In 2015 Carrie MacNeil was the latest in a long line of singers to win the prestigious An Comunn Gàidhealach Gold Medal. One year on, Carrie reflects on her year, and looks at the history of this iconic competition, the premier award for Gaelic singing in Scotland.
The first gold medals were won in 1893 in Oban, and since then the competition has seen many changes - in format, in numbers taking part, and in styles of singing.
The 2010 winner Joy Dunlop faced the dilemma of being asked to stay behind to take tea with HRH Prince Charles, who had been the guest of honour at the competition, and finding that to do so would mean she would miss her next performance, singing with her regular choir.
After an agonising wait she eventually decided that her choir needed her and she ran down the street at full pelt to start the show!
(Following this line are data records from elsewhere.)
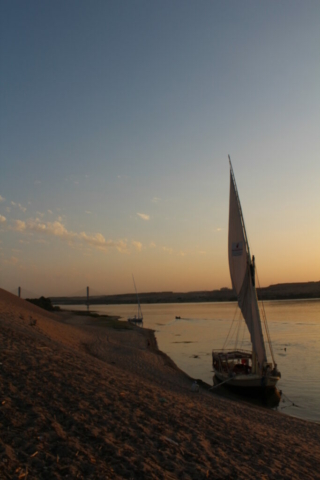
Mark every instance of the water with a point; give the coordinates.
(294, 327)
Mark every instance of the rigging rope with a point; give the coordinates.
(264, 317)
(234, 316)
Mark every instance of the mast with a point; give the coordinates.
(139, 308)
(240, 211)
(242, 273)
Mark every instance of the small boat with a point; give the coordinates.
(237, 368)
(139, 317)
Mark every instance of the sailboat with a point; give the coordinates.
(139, 317)
(242, 369)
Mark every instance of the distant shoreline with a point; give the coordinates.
(284, 291)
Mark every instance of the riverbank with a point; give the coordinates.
(81, 399)
(285, 291)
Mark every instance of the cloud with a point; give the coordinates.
(144, 216)
(11, 261)
(137, 245)
(19, 226)
(57, 229)
(21, 207)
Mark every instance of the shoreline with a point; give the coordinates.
(286, 291)
(85, 400)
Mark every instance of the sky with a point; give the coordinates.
(116, 122)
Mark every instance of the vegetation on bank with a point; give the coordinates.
(44, 303)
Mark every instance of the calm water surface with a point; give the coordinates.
(294, 327)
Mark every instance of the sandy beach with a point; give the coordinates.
(80, 399)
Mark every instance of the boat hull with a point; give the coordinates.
(247, 382)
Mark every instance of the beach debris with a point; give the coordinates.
(171, 441)
(195, 387)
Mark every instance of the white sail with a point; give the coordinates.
(241, 274)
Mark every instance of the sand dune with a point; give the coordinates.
(81, 400)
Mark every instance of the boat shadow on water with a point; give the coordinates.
(268, 398)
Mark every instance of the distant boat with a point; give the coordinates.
(237, 368)
(139, 317)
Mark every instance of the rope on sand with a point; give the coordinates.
(288, 399)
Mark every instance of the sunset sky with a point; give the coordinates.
(116, 121)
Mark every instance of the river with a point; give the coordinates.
(294, 327)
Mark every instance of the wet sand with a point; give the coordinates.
(79, 399)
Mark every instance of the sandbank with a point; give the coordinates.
(79, 399)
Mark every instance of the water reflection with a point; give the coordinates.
(268, 398)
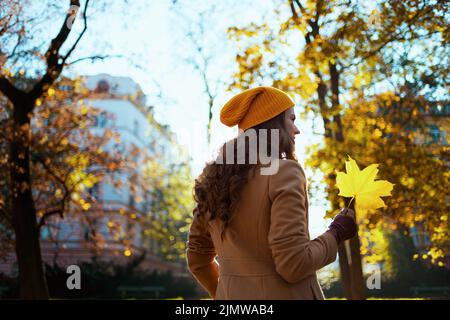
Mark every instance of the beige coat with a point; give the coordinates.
(266, 252)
Kirsteen MacDonald, the BBC ALBA and BBC Scotland weather presenter, won the Gold Medal in 2006 but despite her joy at winning the competition she also felt heartbreak that her fiancé James did not win in the men’s competition.
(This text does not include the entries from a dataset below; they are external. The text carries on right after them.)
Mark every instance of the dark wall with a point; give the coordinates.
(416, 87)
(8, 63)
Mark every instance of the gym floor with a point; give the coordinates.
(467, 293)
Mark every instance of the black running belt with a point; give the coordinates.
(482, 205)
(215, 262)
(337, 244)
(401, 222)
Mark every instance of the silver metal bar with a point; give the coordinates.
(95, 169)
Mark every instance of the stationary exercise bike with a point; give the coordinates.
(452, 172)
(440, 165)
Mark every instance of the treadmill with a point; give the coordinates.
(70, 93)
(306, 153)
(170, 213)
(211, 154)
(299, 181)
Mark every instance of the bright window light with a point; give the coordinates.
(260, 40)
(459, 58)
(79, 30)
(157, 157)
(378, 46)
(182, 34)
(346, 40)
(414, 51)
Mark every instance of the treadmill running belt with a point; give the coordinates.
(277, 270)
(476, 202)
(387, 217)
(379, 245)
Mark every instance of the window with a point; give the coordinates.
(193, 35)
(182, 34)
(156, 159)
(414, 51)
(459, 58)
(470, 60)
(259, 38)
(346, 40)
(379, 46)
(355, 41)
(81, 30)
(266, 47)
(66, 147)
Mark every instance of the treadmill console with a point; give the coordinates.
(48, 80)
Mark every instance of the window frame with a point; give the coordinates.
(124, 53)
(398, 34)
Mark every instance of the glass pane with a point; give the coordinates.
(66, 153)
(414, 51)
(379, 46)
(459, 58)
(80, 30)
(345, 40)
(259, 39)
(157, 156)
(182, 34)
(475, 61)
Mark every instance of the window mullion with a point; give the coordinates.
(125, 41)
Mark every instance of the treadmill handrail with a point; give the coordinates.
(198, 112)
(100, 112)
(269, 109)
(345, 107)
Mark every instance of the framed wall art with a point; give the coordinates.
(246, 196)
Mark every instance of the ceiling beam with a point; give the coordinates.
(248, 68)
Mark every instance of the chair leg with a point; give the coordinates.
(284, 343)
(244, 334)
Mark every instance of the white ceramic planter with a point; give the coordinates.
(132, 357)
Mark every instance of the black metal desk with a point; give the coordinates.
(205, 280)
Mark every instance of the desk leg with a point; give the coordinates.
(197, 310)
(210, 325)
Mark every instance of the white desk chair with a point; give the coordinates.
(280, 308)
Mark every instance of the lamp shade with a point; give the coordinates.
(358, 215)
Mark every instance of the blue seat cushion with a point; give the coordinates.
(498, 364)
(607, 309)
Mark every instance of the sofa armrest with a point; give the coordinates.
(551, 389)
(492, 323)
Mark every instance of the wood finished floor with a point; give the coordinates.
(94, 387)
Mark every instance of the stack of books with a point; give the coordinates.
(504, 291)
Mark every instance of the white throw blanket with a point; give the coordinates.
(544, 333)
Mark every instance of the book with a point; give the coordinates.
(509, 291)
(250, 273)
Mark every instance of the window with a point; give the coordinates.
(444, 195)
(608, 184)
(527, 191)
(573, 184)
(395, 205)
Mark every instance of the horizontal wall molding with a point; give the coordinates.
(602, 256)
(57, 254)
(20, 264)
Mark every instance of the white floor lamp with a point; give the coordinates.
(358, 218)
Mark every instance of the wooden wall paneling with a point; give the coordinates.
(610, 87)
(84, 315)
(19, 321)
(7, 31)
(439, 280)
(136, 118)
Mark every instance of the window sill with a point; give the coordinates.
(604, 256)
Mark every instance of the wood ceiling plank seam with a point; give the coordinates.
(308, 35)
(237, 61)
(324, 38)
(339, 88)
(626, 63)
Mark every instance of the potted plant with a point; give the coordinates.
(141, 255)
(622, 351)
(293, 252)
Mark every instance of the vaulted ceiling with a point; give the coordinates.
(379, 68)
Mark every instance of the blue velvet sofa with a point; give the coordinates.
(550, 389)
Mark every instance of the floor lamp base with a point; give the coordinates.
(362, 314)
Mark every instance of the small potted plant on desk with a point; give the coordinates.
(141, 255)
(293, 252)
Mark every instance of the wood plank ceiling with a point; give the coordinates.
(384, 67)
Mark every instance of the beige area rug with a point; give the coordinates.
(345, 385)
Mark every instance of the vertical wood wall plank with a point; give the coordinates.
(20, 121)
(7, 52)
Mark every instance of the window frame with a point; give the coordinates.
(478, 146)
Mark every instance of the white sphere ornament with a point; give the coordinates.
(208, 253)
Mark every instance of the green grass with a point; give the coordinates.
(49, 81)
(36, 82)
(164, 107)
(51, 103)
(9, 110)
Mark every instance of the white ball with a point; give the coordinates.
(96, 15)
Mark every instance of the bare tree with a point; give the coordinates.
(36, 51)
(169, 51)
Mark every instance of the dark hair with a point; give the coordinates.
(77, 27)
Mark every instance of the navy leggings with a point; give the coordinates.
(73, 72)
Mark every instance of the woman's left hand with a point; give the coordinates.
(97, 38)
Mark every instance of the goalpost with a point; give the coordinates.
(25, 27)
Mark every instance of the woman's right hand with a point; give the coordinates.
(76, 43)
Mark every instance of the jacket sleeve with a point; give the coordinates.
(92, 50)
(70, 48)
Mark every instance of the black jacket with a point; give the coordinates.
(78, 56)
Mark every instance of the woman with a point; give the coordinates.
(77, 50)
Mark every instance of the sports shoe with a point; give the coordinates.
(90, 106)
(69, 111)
Her pain turned to delight when he triumphed in the Mod the following year.
Other Mod winners also taking part - Kenna Campbell, Norman MacLean, Margaret MacLeod, Anne Lorne Gillies and Mary Sandeman who won the gold medal in 1976 and then in 1981 topped the UK charts with her pop song ‘Japanese Boy’.
The Mod Gold Medal - a journey through the decades, looking at those who have won the prestigious An Comunn Gàidhealach Gold Medal will be broadcast on BBC ALBA on Monday 10 October at 9pm.